一般的な刑事事件の流れ
まず一般的な刑事事件は次のように進みます。
- 逮捕
警察が捜査を行い、証拠や状況から犯罪の可能性が高いと判断した場合、容疑者を逮捕します。逮捕された容疑者は、最長48時間以内に検察庁へ送致されます。 - 勾留
検察官が勾留を裁判所に請求し、裁判所が認めると、容疑者は最長20日間拘束されます。この段階から弁護士を依頼でき、資力がなければ国選弁護人が選任されます。これは憲法で保障された権利です。 - 起訴・不起訴の判断
検察官は集めた証拠や供述を基に起訴するかどうかを判断します。不起訴となれば裁判は開かれません。 - 刑事裁判
起訴されると刑事裁判が始まります。検察官が有罪を立証し、弁護士が被告人を弁護し、裁判官が有罪か無罪か、刑罰の内容を決めます。
痴漢事件の特徴
痴漢事件には、一般の刑事事件とは異なる特徴があります。
多くの痴漢事件は 現行犯逮捕 です。被害者本人、駅員、周囲にいた人がその場で加害者を確保するケースが多く、現場対応が先行します。もちろん、防犯カメラの映像などから、後日の捜査で逮捕に至るケースもあります。
逮捕後は、一般的な事件と同じ流れで検察に送致され、勾留・起訴判断へと進みます。
昔は痴漢事件でも逮捕されたらそのまま勾留されることが多かったそうです。でも今は、身元や職場が安定していて逃亡のおそれがない場合、勾留されずに釈放されるケースも増えています。
これは人権の観点から必要以上の身柄拘束を避ける流れでもありますが、被害者にとっては「加害者にまた会ってしまうかも」「逆恨みで危害をくわえられるかも?」「電車から家まであとを付けられたらどうしよう」などという不安や恐怖につながります。
痴漢事件では、不起訴になる割合が高いことに注意が必要です。
痴漢は、法律上の扱いが2種類に分かれています。痴漢の中でも悪質なものが不同意わいせつ罪、そこまで悪質ではないものが迷惑防止条例違反になります。具体的なイメージとしては、服の中に手をいれたら不同意わいせつ罪、服の上から触ったら迷惑防止条例違反という感じです。
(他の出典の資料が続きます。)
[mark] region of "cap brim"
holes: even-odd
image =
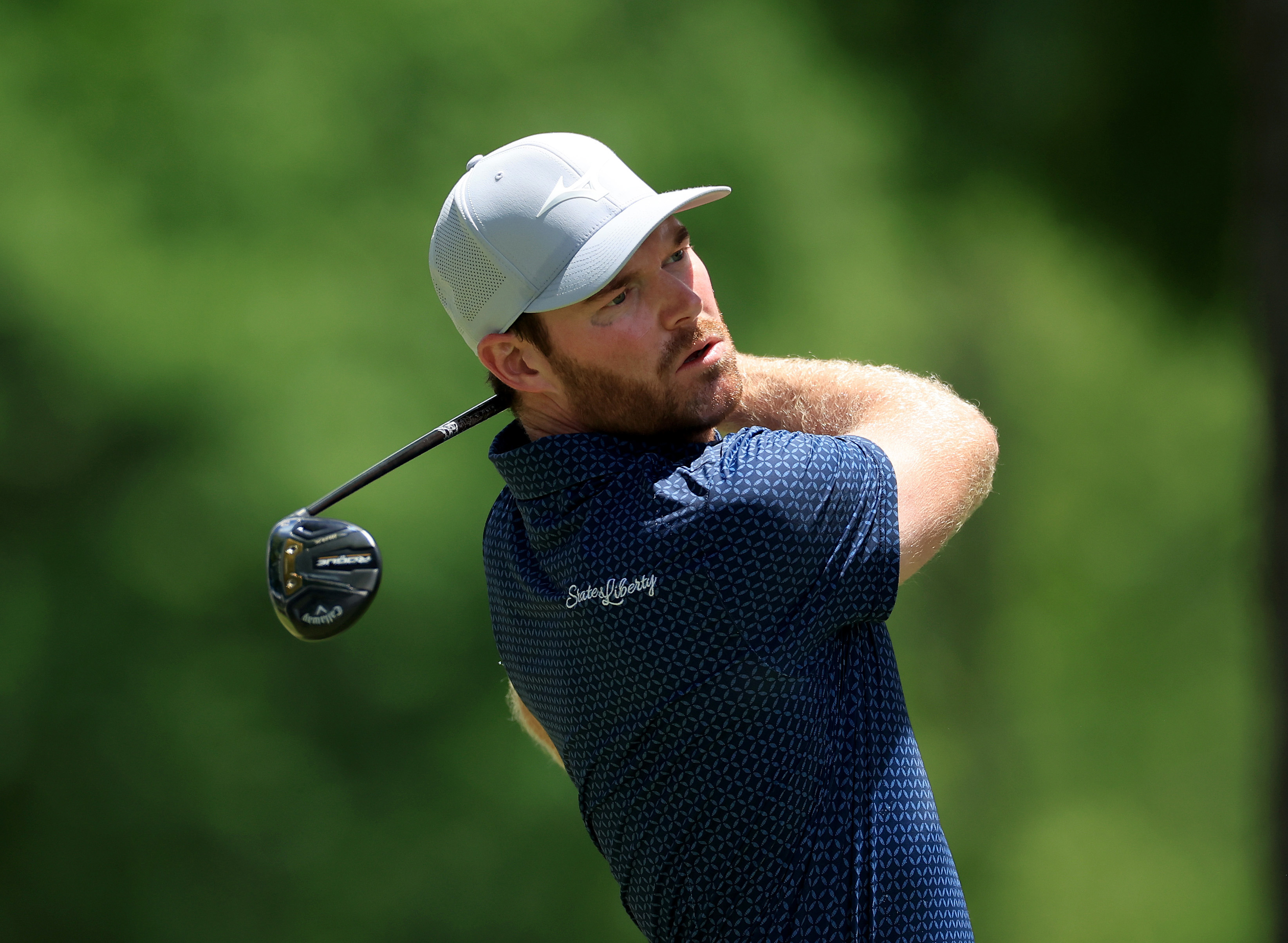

例えば、不同意わいせつ罪(旧・強制わいせつ)では60%以上が不起訴、迷惑防止条例違反も約3割が不起訴とされています。
つまり、どちらも性被害であることに変わりはないのですが、適用される法律の種類と扱いの重さに違いがあります。
逮捕されたあと、加害者はできるだけ穏便に済ませようと、弁護士を雇って被害者と示談交渉に入るケースが少なくありません。
示談が成立すれば「被害感情の回復」や「情状酌量」として考慮され、検察官が不起訴を選ぶ大きな要因になります。実際、起訴直前に示談が決め手となって不起訴になることも多いのです。
一方で、被害者には基本的に弁護士がつきません。必要を感じたら、自己資金で手配するしかないのです。
調書を取る段階で何度も同じことを繰り返し聞かれることで、自分が細かいところを思い出せなくなって、発言に自信がなくなり食い違いがでてくると「証言に一貫性がない」と判断されるリスクもあります。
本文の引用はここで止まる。